How to update rows in a dataframe with rows_update() in R

dplyr

dplyr rows_update()

Learn update rows in a dataframe with rows_update() in r with clear examples and explanations.

Published

March 26, 2026

Introduction

The rows_update() function in dplyr provides a powerful way to update existing rows in a data frame using values from another data frame. Similar to SQL’s UPDATE statement, it modifies rows where key columns match between two tables, making it ideal for applying corrections, updates, or changes to specific records without altering the overall structure of your data.

Setting Up

Let’s start by loading the required packages and checking our dplyr version:

library(tidyverse)
packageVersion("dplyr")

Basic Syntax and Parameters

The rows_update() function follows this general syntax:

rows_update(
  x,                    # target data frame to update
  y,                    # data frame with new values
  by = NULL,            # key columns for matching
  unmatched = "error",  # how to handle unmatched keys
  copy = FALSE,
  in_place = FALSE
)

The function requires that key values in the update data frame (y) are unique and, by default, must exist in the target data frame (x).
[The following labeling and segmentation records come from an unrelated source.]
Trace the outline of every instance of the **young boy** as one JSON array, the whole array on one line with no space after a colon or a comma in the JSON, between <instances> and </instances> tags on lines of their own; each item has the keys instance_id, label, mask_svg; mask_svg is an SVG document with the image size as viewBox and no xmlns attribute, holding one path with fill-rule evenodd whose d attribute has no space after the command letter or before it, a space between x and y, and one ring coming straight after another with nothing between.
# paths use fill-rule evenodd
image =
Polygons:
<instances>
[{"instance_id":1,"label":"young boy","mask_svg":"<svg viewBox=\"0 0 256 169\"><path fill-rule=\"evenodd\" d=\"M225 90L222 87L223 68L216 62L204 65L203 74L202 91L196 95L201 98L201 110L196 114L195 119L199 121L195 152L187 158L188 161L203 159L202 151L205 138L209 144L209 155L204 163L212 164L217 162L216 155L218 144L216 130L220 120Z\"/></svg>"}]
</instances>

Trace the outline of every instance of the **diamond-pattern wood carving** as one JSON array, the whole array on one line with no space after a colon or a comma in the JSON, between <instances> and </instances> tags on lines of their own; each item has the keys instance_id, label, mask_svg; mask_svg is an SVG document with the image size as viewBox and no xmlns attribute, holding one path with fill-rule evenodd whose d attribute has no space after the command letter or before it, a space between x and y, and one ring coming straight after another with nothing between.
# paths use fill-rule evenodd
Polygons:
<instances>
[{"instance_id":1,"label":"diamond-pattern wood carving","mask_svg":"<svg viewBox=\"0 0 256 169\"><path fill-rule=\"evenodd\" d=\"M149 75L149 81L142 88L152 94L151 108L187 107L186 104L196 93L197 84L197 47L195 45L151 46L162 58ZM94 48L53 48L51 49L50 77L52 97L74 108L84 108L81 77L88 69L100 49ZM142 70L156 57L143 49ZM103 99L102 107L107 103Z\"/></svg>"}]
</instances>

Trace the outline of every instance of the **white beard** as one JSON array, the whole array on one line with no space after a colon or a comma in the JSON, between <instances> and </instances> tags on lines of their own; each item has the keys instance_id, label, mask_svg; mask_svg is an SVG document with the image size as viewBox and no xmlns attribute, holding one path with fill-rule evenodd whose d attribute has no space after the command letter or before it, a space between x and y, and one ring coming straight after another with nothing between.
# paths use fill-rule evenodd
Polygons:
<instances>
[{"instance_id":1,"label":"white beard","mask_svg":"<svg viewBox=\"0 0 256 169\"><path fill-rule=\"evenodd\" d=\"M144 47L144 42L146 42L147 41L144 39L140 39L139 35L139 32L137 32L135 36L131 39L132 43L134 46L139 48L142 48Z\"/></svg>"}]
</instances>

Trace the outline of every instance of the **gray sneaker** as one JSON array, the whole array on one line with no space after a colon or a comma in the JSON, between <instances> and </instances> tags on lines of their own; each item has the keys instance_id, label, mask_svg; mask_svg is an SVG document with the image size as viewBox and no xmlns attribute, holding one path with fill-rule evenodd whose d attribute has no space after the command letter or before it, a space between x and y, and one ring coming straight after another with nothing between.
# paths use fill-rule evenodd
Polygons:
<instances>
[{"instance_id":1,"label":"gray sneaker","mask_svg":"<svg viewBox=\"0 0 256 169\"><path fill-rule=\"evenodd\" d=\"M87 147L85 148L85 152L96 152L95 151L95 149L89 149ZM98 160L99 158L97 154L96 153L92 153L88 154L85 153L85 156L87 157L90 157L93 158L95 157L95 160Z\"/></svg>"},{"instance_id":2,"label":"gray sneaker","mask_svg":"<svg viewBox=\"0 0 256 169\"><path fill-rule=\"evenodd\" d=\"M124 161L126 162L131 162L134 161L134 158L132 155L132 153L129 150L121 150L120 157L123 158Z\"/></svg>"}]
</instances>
Basic Example: Updating Student Scores

Let’s create a practical example with student data where we need to update some test scores:

# Original student data
students <- tibble(
  student_id = 1:5,
  name = c("Alice", "Bob", "Charlie", "Liz", "Sam"),
  score = c(85, 90, 88, 92, 89)
)

Now let’s create a data frame with updated scores for specific students:

# Updated scores for students 1 and 5
score_updates <- tibble(
  student_id = c(1, 5),
  score = c(100, 98)
)

Let’s examine our original data first:

students

And our update data:

score_updates

Performing the Update

Now we can update the original data frame with the new scores:

updated_students <- students |>
  rows_update(score_updates)

Since both data frames share the student_id column, rows_update() automatically uses it as the key. Notice that only Alice’s and Sam’s scores changed to 100 and 98 respectively, while other rows remained unchanged.

Specifying Key Columns Explicitly

You can explicitly specify which column(s) to use for matching using the by parameter:

students |>
  rows_update(score_updates, by = "student_id")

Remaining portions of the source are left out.